Software & Data Management
The system ships with AMF Control Suite—a native Windows/macOS application supporting protocol scripting, real-time flow monitoring, and synchronized hardware triggering. Users define multi-phase perfusion schedules via intuitive timeline editors or Python-based API calls. All pump and valve events are timestamped with microsecond resolution and exported in CSV/JSON format for downstream analysis in GraphPad Prism, Python (Pandas), or MATLAB. The software enforces parameter validation (e.g., flow rate vs. syringe volume constraints) and includes built-in safety interlocks—such as over-pressure detection, syringe stall sensing, and valve position verification—to prevent unintended media exchange or air bubble ingress. Remote operation is supported via Ethernet-to-serial gateways, enabling centralized management across multi-instrument core facilities.
Applications
- Long-term maintenance of vascularized organ-chips under physiological shear stress (e.g., liver sinusoids, blood-brain barrier models)

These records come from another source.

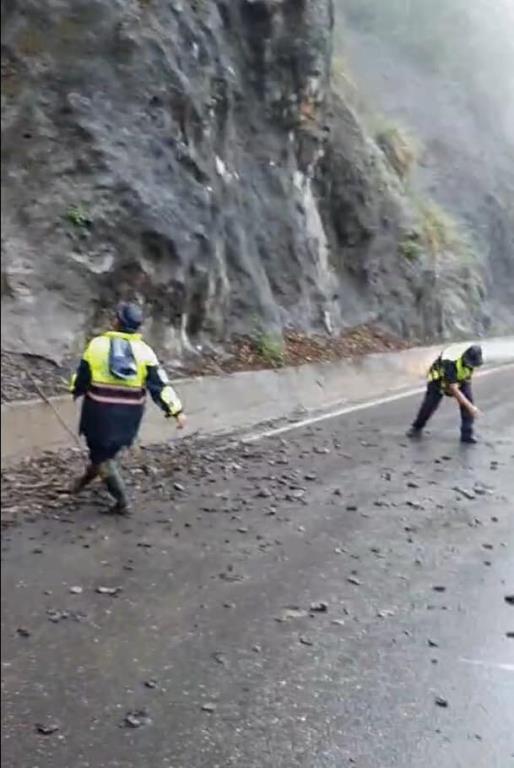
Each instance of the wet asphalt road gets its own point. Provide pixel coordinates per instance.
(213, 639)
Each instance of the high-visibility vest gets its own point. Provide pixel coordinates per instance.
(107, 388)
(454, 355)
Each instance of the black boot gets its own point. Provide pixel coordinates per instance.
(116, 488)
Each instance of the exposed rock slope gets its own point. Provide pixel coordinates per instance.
(190, 153)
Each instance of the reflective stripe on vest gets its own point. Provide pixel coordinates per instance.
(107, 388)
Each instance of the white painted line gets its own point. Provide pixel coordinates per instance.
(492, 664)
(352, 409)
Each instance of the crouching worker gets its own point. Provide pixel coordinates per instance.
(114, 374)
(451, 375)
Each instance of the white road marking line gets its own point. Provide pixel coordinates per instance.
(252, 437)
(493, 664)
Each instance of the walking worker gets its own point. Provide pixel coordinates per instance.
(451, 375)
(114, 374)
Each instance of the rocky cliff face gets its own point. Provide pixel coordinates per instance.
(190, 154)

- Time-resolved immunofluorescence labeling with sequential antibody incubation and wash steps without manual intervention
- Live-cell confocal or light-sheet microscopy requiring stable, vibration-free perfusion during acquisition
- Drug toxicity screening with dynamic concentration gradients (e.g., ramped cisplatin exposure over 48 h)
- Stem cell differentiation assays involving timed morphogen pulses (e.g., BMP4 → Activin A → FGF2 sequences)
- Microbiome–host interface studies using anaerobic chamber–compatible gas-tight configurations (optional N₂-purged manifolds)
FAQ
What is the minimum controllable flow rate with the smallest syringe configuration?
With the S25-P syringe (25 µL volume), the system achieves a sustained minimum flow rate of 0.25 nL/min—equivalent to ~1.5 nL per second—while maintaining <1% volumetric accuracy.
Can the system handle viscous solutions such as 5 mg/mL collagen or 10% Matrigel®?
Yes. The S1000-U syringe (UHMW-PE barrel) and VFD1-12 valve configuration support viscosities up to 50 cP at 100 µL/min flow rates; pre-warming and inline filtration (0.22 µm) are recommended for hydrogel-based media.
Is tubing priming automated?
Priming is semi-automated: the software guides users through sequential valve actuation and low-speed pump withdrawal to evacuate air from syringes and manifolds; full closed-loop air detection requires optional capacitive bubble sensors.
How is calibration traceability maintained?
Each pump module undergoes factory calibration against NIST-traceable gravimetric standards; users may perform field verification using certified microbalance and timed dispensing protocols documented in the AMF Calibration Handbook (Rev. 4.1).
Does the system support parallel perfusion of multiple chips?
Yes—via multi-channel valve manifolds (e.g., VFD1-12) or synchronized dual-pump configurations; independent flow control per outlet requires optional flow sensors (AMF-FS-100 series, sold separately).